Thread: Indexes getting corrupted.

Indexes getting corrupted.

From
"Bruno G. Albuquerque"
Date:
I am having a weird problem here. I have the automated process to
install PostgreSQL (8.0.1) on Windows 2000 machines. Besides installing
the database server itself, my process does the following:

1 - Runs initdb to created the database I will be using.
2 - Runs a SQL script that creates the entire database and populates
some of the tables.
3 - Runs another script that populates other tables (using COPY).

What happens is that, sometimes, after the entire process run, I end up
with a database with virtually all indexes corrupt! Try to use the
indexes for anything results in "index is not a btree" error. This
happens randomly and I can get it fixed sometimes by simply erasin
everything and starting over.

It happened in more thna one machine, if that matters. Also, changing
the database from one partition to another almost all the time solves it
(all machines have 2 partitions).

Any ideas about what can be causing this? Manually doing "reindex index"
gets the indexes sorted. Is there a way to automatically reindex all
indexes in one go? that would at least help me a bit.

Thanks in advance.

-Bruno

**********************************************************************
Informação transmitida destina-se apenas à pessoa a quem foi endereçada e pode conter informação confidencial,
legalmenteprotegida e para conhecimento exclusivo do destinatário. Se o leitor desta advertência não for o seu
destinatário,fica ciente de que sua leitura, divulgação ou cópia é estritamente proibida.
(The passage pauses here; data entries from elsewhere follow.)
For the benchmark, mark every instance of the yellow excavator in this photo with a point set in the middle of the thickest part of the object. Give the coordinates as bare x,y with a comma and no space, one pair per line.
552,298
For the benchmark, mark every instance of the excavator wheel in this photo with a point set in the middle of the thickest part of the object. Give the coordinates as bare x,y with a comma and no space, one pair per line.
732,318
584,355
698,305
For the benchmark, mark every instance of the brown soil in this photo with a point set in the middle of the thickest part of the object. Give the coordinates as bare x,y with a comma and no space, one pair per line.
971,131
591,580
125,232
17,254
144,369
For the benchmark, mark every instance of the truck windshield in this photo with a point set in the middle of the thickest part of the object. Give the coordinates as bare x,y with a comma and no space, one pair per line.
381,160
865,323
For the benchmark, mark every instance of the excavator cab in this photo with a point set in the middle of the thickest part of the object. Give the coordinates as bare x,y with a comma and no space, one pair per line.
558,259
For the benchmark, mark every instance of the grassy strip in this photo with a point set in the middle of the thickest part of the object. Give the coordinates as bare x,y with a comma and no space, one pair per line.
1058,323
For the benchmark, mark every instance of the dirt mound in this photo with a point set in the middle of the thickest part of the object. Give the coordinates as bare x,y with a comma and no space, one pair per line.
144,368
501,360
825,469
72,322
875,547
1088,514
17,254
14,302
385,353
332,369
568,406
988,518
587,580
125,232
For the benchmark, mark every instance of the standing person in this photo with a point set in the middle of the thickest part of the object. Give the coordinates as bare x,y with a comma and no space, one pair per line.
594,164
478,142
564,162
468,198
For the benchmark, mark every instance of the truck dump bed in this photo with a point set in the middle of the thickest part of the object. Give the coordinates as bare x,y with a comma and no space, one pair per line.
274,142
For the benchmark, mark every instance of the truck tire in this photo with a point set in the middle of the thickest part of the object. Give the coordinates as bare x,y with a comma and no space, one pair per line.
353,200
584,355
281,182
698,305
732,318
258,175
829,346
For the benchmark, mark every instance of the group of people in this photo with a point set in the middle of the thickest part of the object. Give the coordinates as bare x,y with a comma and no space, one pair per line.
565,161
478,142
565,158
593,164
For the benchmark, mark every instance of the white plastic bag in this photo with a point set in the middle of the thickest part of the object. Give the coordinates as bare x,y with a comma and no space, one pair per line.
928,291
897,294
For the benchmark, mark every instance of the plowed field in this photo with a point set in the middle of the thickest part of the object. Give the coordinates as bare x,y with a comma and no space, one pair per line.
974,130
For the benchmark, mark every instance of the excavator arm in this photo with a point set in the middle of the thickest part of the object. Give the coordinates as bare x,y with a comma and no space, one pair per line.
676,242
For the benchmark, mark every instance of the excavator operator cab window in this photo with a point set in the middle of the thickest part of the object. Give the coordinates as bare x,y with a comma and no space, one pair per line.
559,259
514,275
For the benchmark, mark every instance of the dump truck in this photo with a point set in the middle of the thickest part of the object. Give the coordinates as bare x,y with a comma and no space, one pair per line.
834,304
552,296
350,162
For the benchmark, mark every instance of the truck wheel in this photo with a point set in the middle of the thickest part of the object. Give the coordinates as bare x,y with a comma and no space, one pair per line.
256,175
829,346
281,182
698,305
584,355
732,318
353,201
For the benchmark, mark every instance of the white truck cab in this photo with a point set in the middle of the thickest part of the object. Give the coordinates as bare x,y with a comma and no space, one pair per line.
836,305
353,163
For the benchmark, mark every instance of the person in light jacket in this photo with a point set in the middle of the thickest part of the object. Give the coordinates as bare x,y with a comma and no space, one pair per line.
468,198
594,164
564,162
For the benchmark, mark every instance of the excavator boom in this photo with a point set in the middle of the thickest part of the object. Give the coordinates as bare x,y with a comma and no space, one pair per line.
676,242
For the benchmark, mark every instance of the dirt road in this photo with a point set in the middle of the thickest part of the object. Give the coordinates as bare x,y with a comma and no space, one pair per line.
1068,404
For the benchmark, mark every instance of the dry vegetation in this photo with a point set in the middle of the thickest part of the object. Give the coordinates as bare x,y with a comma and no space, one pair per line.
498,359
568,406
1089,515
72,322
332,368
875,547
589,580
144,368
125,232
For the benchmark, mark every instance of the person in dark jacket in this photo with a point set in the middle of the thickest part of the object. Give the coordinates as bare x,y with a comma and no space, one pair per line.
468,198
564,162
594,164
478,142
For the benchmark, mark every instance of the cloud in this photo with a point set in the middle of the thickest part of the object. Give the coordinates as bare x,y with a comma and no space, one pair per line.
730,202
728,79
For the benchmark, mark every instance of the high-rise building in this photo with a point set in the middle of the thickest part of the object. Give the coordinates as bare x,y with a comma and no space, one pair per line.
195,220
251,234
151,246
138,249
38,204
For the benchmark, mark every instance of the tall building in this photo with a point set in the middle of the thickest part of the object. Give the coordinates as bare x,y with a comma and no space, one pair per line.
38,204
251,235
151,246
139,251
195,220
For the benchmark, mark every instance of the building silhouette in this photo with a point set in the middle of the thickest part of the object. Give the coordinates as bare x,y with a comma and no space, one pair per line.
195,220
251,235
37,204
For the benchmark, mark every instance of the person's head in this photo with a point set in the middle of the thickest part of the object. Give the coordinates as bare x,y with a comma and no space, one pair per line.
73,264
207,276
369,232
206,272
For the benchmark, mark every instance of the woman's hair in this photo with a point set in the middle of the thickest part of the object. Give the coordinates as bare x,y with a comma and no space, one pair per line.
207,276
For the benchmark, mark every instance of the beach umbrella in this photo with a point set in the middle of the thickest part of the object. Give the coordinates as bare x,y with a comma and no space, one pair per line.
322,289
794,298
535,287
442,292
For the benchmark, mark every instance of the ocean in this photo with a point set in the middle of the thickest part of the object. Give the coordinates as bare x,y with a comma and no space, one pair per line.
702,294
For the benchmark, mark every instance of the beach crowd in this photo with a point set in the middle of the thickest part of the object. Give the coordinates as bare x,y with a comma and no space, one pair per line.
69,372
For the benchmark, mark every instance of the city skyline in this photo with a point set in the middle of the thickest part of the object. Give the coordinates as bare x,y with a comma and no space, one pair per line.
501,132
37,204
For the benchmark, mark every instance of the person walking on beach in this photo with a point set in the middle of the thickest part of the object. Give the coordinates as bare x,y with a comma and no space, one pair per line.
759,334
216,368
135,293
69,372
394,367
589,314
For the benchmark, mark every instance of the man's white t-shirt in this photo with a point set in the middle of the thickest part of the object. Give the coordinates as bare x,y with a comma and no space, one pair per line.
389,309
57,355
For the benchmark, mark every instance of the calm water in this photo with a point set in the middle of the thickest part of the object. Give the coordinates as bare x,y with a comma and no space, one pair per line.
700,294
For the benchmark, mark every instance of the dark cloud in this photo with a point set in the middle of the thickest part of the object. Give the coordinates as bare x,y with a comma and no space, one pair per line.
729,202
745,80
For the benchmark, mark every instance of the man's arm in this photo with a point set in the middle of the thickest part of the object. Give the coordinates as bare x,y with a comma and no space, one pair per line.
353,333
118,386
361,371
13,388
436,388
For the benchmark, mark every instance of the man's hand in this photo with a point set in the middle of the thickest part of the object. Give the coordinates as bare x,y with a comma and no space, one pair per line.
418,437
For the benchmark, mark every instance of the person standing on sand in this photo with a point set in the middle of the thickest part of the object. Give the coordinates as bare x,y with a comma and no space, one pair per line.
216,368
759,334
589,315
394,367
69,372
Caso a mensagem tenha sido
recebidapor engano, favor comunicar ao remetente e apagar o texto de qualquer computador. 


The information transmitted is intended only for the person or entity to which it is addressed and may contain
confidentialand/or privileged material. Any review, retransmission, dissemination or other use of, or taking of any
actionin reliance upon this information, by person or entity other than the intended recipient is prohibited. If you
receivedthis in error, please contact the sender and delete the material from any computer. 
**********************************************************************

Re: Indexes getting corrupted.

From
Tom Arthurs
Date:
Reindexdb in contrib should help with rebuilding indexes.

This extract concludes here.